その制度を参考につくられたのが、確定拠出年金「日本版401k」とも言われる年金制度です。2001年(平成13年)10月から「確定拠出年金法」の施行によって始められました。確定拠出年金は、企業(または個人)が毎月積み立てるお金を個人が自分の判断で運用していく制度です。企業にとっては、簡単にいえば退職金の意味合いがある場合もあります。会社の退職金を、401k口座に入金するので退職時まで自分で運用してください、ということで仮に運用に失敗しても、企業はその責任を負わないというものです。このため企業における確定拠出型年金は、「自己責任型の年金」と呼ばれることもあります。現在、企業型の確定拠出年金には約1万5,000社、450万人ほどが加入しています。

 

加入資格と拠出の限度額

個人型

・20歳以上60歳未満の自営業者とその家族、また学生など

→月額68000円まで拠出可能

※ただし、国民年金保険料を免除している方は加入できません。

 

企業型

・60歳未満の厚生年金保険の被保険者

→月額23000円まで拠出可能

 

 

メリット・デメリット

税制優遇

確定拠出年金の最大のメリットは、税制面での優遇にあります。

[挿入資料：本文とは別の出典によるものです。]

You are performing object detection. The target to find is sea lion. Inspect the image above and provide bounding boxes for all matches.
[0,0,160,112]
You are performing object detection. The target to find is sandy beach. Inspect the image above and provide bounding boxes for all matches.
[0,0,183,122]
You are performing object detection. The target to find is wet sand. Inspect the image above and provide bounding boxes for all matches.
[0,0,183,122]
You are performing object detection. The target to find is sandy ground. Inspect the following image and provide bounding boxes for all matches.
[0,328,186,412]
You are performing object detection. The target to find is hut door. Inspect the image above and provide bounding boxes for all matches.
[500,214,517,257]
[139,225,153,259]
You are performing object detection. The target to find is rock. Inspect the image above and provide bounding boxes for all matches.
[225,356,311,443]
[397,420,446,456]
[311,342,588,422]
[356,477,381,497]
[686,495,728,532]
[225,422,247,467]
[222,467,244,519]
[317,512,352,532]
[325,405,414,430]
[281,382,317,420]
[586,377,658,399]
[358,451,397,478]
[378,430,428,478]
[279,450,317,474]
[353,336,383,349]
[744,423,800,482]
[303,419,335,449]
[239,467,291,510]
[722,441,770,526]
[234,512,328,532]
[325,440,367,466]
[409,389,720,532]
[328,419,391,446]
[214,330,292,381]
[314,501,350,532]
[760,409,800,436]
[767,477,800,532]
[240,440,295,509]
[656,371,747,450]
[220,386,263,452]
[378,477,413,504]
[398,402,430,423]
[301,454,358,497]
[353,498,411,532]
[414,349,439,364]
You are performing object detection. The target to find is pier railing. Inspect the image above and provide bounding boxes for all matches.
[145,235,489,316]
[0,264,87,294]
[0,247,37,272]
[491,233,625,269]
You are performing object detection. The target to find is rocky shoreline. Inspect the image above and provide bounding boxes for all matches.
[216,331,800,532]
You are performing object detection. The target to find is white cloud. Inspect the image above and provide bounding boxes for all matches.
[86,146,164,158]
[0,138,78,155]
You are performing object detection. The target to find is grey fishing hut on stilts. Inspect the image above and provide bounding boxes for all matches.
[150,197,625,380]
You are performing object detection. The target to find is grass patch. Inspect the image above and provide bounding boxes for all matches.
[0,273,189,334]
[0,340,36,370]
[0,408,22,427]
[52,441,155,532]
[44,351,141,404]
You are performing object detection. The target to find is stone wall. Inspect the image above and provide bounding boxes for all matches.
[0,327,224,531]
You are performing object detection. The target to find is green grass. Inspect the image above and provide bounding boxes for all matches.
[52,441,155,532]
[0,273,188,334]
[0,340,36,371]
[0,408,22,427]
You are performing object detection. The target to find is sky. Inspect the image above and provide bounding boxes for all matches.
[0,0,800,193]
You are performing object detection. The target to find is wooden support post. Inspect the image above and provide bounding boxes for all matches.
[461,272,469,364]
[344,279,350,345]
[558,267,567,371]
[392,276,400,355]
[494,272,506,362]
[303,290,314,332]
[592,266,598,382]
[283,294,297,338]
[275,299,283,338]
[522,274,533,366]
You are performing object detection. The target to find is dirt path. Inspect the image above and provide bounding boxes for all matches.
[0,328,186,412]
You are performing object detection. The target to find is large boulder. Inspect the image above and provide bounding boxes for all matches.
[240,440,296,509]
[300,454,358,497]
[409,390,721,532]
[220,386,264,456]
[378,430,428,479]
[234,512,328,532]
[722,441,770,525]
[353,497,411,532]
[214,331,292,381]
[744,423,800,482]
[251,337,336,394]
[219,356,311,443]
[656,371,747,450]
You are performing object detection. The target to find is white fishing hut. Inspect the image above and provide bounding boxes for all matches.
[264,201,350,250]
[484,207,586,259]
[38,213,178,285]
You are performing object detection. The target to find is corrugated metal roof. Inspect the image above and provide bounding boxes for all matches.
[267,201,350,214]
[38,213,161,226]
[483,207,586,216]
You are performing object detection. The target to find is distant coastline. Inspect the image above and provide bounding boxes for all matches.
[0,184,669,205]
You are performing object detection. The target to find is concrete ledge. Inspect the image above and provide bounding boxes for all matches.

まず掛金については、拠出した段階では所得税がかかりません。加えて支払った掛金の全額が所得控除の対象となり、所得税・住民税も軽減されます。このように、優れた税制優遇があるのが、確定拠出年金の特長です。

 

年金資産を継続的に利用できる

確定拠出年金では、毎月の掛金が、加入者ごとに設けられた専用口座で管理されます。口座ごと転職先の企業に持ち運んで、そこでの成果を継続して運用することができます。

 

デメリット、注意点としてあるのは、やはりある程度のリスクがあるという点です。支給された資金を運用するわけですから、場合によっては元本割れるになる可能性もあります。もちろん、運用の方法は選ぶこともできますが、リスクの低い方法はリターンも低い可能性が高いところが難点です。ただし、確定給付年金にリスクがないわけでもありません。例えば、さきごろAIJ投資顧問の試算消失問題が大きく騒がれていましたが、

また、個人型の確定拠出年金の場合ですと、運営において手数料等の費用が必要になることがデメリットです。国民年金基金連合会の事務費として、開始時に2,300円、毎月の掛金からも100円ずつを払わなければなりません。その他にも手数料等で思った以上に費用がかかる可能性もありますので、要注意です。

 

 以上が確定拠出型年金についての概要です。これまで書いてきたように、公的年金が受給年齢の引き上げや、積立金の枯渇が懸念されていることを考えると、このような私的年金というのは場合によっては強い味方になる可能性があるように思いました。自身で投資の内容を決めたり、制度もちょっと複雑だったりというところはありますが、今後自身でももっと勉強をしながら、このブログでご紹介をしていきます。